He's going to call my bluff,
thought Arron, looking into Keale's calculating brown eyes.
It's not going to work. He's going to see I won't let Lareet and Umat die if I can help it.

But Keale didn't say anything. He just swung the chair around and laid his thumb over a key chip on the comm station. After a moment, the station beeped and a drawer slid open. Keale lifted out a piece of paper.

He hesitated. “I just want you to know,” he said without turning around, “that if it was just me, this would not work. I am only doing this because there are other people I do not want to see dead.”

“I know,” said Arron, and he was shocked to realize he really did.

Keale handed the paper to Arron. “Great stuff, paper. Learned about it from the Dedelphi. Humans used it once upon a time. I've got no idea why it was abandoned. Absolutely no way to cut into it or tap it through the web. No wandering backups and no shadow records.”

Arron read down the list quickly and felt a chill growing inside him. There was a paragraph about lowering the city-ships into the atmosphere and shifting the angle on the artificial gravity to shake the cities apart There was a paragraph about letting loose engineered molds to blight an entire harvest and leave the Dedelphi dependent on Humans for their food, delivery of which would be contingent on their good behavior.

Finally, there was the paragraph about landing, taking whatever would pay for Bioverse's considerable losses, putting the PR dervishes to work on tales of unspeakable barbarity versus brave Humanity, and leaving.

Arron folded the paper into thirds and put it in his pocket “You've already arrested Cabal, haven't you?”

“Yes.” Keale's voice was mild.

“He only did it because I paid him to.”

“I thought so.” Keale stood. “We'll be trying you with him when we get back.”

“I thought so,” said Arron in a reasonable imitation of Keale's negligent tone. “When do we leave, Commander?”

“In one hour, Dr. Hagopian. We want to meet me
Ur
as far away from Dedelph as possible.”

“Of course.” Arron stood up. “I'll meet you in the hangar in an hour.”
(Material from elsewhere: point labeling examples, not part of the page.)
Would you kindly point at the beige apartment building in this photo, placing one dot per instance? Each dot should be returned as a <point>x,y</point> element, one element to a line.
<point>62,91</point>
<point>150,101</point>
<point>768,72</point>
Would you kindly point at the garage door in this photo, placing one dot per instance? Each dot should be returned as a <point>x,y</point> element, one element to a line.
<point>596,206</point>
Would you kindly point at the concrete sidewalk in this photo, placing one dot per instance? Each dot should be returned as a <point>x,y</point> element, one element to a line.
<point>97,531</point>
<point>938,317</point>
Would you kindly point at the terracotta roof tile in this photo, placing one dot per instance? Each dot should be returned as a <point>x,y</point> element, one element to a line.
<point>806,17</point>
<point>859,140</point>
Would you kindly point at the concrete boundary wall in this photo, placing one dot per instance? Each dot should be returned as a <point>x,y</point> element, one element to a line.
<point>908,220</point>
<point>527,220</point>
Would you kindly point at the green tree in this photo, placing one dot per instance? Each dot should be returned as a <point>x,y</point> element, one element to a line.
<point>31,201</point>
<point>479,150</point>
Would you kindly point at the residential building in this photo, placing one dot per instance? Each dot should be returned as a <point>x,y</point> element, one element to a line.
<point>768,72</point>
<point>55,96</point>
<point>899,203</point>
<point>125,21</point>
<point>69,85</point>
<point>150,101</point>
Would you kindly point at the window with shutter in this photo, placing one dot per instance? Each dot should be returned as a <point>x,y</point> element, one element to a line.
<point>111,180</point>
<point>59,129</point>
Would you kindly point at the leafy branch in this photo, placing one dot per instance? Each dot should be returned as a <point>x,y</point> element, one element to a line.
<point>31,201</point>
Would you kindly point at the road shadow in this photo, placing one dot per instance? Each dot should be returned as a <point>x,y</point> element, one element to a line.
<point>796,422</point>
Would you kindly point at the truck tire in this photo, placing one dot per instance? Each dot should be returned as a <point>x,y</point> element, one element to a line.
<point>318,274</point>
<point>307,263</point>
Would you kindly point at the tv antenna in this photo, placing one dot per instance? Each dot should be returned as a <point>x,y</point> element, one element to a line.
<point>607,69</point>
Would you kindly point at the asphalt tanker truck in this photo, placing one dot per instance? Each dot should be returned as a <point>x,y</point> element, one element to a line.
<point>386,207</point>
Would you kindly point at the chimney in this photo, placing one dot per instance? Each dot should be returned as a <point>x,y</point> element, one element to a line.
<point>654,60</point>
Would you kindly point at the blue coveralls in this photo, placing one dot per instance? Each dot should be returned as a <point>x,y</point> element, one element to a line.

When the word came down of what had been decided about the
Ur,
Lynn was snatching a prefab, flash-cooked meal in her cabin with David. He'd taken the opportunity offered by need to get medical supplies and report on what was going on aboard the
Cairo
with the Paeccs Tayn and the Ui Shai to steal a couple of hours with her, and Lynn was grateful.

She'd been trying to tell herself that Keale would find a solution to the
“Ur
problem.” That there was absolutely no question about it. He was in consultation with the admiral, and the
Ur's
captain, and there'd be a plan, and they'd put it into play and everything would work out.

No matter how hard she tried, she couldn't make herself believe it. Work had ground to a halt The spy satellites had been reoriented to track the
Ur
’s flight as it swung out in its wide elliptic. Nobody had the least doubt that Keale and Esmaraude had made a correct prediction. The Getesaph were going to drop the
Ur
on their ancient enemies.

Lynn had quickly squashed the notion of telling the t'Therians. What good would it do? Was there any way they could evacuate even some of the population of t'Aori in the time remaining? Not that they were going to have to, of course, but they couldn't even if they thought they might have to…

And even with David holding on to her, Lynn had felt cold fear sink in and numb her to the bone.

Then, the comm station lit up with a message from Keale, about the solution to the problem, and about Arron's part in it.

Lynn looked helplessly at David.

“Go,” was all he said.

Lynn went. Double-damning Bioverse propriety, she ran through the pleasantly designed wood-paneled, full-spectrum-lit corridors. She ran through the bulkheads flanked by stands of bamboo and beds of ferns. She ran through the flower gardens and rock gardens and summery arbors until she crossed into the plain, angled, metal-and-ceramic hall that led to the hangar deck.

She leaned on the bulkhead, breathing hard and scanning the white chamber. Arron stood next to one of the shuttles, looking around himself half-expectantly, half-worriedly. When he saw her, his face smoothed, and he crossed the shining floor to the doorway.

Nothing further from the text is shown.